Forty years ago this summer, and 15 years before the end of the Cold War, a U.S. Apollo spacecraft carrying a crew of three astronauts docked in space with a Russian Soyuz carrying two cosmonauts. The mission was more of a geopolitical milestone than a technological one—its advertised purpose was to test the compatibility of U.S. and Soviet docking systems and the feasibility of an international space rescue. But the partnership laid an important cornerstone for cooperation between the two adversaries in human spaceflight.

Today, relations between Moscow and Washington are arguably worse than in 1975, as Russia menaces what remains of Ukraine along with other neighbors and as its air and naval forces engage in dangerous cat-and-mouse games with Western militaries and even civilian traffic. But almost lost in all the ensuing diplomatic protests and Twitter barbs is the reality that cooperation between NASA and Roscosmos, the Russian federal space agency, has been largely unaffected. 

Soyuz vehicles still ferry crews to the International Space Station—a capability the U.S. lost with the retirement of the space shuttle in 2011 and will not regain until 2017 or 2018. In February, Russia became the first ISS partner to commit to extend its participation to 2024, bolstering NASA’s efforts to keep the station going beyond 2020. And Administrator Charles Bolden says a recent meeting with his new Russian counterpart, Igor Komarov, was “invigorating.

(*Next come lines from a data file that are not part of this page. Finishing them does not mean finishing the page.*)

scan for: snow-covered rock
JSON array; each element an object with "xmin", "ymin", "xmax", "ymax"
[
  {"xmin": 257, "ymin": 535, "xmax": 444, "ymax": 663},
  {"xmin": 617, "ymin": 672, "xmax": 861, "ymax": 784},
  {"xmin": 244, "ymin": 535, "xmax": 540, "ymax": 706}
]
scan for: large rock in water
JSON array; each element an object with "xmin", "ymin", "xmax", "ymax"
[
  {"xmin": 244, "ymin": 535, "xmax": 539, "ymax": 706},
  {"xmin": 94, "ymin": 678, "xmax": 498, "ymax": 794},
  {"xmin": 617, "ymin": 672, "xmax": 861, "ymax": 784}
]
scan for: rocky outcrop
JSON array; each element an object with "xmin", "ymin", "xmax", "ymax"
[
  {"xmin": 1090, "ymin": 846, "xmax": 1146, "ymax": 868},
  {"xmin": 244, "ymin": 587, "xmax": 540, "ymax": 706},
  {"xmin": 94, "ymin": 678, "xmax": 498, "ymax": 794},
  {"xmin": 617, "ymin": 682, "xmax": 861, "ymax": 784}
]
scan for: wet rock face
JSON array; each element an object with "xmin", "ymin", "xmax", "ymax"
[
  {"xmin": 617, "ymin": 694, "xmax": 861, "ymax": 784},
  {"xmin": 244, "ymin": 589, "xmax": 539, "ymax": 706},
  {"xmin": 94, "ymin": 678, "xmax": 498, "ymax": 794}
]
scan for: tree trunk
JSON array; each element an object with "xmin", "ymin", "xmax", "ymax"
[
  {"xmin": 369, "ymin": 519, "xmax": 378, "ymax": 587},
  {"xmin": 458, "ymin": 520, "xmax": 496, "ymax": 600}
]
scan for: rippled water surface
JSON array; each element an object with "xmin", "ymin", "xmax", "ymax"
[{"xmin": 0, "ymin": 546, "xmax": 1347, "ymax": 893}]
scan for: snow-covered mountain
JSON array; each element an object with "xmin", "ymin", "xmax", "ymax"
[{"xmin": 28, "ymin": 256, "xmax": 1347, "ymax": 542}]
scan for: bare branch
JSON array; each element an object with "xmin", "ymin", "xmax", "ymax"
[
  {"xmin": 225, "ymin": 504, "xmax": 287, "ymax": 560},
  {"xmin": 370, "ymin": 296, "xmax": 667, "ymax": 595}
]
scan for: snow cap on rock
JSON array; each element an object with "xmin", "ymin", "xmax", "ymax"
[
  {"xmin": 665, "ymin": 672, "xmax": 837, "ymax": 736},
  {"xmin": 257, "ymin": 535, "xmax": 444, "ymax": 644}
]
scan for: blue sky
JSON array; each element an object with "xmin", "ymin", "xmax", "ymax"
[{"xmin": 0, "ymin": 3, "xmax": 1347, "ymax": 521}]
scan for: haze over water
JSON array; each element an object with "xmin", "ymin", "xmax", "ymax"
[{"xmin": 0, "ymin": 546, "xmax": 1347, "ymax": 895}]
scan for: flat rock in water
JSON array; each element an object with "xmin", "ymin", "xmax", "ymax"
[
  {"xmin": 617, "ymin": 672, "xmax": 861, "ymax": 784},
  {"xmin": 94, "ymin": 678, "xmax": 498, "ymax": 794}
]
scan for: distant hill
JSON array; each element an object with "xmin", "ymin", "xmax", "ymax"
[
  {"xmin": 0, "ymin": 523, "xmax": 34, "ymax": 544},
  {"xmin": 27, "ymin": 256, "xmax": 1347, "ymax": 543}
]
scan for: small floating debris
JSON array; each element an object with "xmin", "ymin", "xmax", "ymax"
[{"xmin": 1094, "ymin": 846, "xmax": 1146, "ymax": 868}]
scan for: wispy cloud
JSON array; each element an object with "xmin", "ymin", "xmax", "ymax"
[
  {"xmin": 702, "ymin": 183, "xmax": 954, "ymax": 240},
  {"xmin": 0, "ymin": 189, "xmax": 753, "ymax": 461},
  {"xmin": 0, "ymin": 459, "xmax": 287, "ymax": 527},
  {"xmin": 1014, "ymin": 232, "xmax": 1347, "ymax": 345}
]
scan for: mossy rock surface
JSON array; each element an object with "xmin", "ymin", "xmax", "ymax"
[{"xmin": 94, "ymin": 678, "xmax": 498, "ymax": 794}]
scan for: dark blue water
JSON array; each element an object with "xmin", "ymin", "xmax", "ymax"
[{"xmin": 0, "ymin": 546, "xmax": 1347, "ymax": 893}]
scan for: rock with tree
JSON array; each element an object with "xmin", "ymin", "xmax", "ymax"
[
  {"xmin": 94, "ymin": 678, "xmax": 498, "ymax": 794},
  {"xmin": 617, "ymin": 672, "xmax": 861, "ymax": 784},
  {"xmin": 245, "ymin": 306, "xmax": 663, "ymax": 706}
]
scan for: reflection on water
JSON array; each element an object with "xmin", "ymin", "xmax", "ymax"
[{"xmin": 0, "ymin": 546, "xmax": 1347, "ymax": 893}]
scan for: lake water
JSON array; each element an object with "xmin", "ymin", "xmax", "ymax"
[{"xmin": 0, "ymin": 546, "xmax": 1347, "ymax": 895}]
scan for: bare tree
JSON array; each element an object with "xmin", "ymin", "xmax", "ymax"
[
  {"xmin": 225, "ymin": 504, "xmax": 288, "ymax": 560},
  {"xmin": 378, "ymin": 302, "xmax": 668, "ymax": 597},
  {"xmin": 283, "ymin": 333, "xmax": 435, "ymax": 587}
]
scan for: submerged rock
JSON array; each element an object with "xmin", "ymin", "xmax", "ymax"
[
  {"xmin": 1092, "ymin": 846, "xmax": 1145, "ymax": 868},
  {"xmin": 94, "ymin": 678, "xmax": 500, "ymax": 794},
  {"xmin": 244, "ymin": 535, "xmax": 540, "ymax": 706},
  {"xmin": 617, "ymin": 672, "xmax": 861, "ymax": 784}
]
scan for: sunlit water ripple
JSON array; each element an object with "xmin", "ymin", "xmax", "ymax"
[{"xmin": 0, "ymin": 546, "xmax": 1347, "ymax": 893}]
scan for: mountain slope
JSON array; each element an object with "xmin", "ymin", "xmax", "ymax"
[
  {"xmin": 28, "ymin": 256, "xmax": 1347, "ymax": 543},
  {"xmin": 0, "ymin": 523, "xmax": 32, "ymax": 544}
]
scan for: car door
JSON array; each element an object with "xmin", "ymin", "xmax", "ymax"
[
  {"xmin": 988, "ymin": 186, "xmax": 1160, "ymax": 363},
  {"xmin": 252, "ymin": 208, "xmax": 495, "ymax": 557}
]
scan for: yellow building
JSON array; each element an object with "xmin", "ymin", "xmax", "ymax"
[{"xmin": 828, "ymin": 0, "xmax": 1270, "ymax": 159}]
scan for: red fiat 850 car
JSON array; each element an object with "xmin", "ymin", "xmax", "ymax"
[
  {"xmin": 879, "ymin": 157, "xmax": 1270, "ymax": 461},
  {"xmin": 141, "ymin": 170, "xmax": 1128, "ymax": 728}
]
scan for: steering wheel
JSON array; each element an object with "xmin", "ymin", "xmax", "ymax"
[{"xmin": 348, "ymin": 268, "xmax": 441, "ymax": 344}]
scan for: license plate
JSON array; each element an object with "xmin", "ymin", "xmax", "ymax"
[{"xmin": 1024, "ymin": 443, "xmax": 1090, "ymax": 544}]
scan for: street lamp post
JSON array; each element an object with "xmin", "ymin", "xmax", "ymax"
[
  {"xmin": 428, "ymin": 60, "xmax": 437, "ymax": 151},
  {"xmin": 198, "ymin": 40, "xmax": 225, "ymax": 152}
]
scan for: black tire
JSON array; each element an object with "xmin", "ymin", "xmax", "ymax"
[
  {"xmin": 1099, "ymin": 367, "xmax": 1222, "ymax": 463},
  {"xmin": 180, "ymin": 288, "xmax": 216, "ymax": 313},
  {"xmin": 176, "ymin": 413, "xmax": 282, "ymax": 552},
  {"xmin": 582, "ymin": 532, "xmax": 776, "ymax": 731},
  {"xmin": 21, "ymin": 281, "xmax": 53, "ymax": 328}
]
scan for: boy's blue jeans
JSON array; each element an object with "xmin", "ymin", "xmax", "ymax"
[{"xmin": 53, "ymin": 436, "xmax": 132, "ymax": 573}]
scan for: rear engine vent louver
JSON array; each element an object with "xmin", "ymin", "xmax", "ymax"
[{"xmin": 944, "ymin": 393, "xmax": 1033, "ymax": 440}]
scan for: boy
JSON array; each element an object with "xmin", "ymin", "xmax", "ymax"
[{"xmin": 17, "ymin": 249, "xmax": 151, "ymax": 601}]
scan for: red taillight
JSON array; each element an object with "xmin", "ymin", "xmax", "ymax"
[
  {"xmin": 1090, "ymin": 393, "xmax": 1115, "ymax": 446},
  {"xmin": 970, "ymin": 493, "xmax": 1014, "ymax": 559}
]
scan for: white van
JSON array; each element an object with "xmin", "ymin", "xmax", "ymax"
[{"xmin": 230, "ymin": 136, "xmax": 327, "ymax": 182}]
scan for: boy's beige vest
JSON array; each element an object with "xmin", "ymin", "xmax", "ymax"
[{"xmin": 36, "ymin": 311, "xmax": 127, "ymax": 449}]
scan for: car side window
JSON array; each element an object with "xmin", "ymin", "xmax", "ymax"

Russia’s revanchist annexation of Ukraine’s Crimean Peninsula and its role in fomenting a Ukrainian civil war are abhorrent. Nonetheless, it is encouraging that important work in civil space has not become a casualty of the poisoned political climate. If NASA is to achieve its goal of leading a costly human mission to Mars in the 2030s, it will require more cooperation with the rest of the world, not less. Which brings us to China.


Credit: NASA


China has arrived as an economic powerhouse and spacefaring nation. Yet NASA is the only federal agency prohibited by the U.S. Congress from undertaking any bilateral activities with the Chinese. As this magazine has opined, the ban is shortsighted and should be lifted in a careful way that allows Beijing into the club of top-tier spacefaring nations without compromising sensitive military technologies. China is going to be a major player in space, with or without NASA. It is better for the U.S. to have some influence on how it enters the club.

Space is an arena in which we must look beyond near-term political disputes and focus on the benefits that could be achieved over the long haul. Washington and Moscow have done that, and space exploration and use are better for it. It is time to bring Beijing in from the cold, too.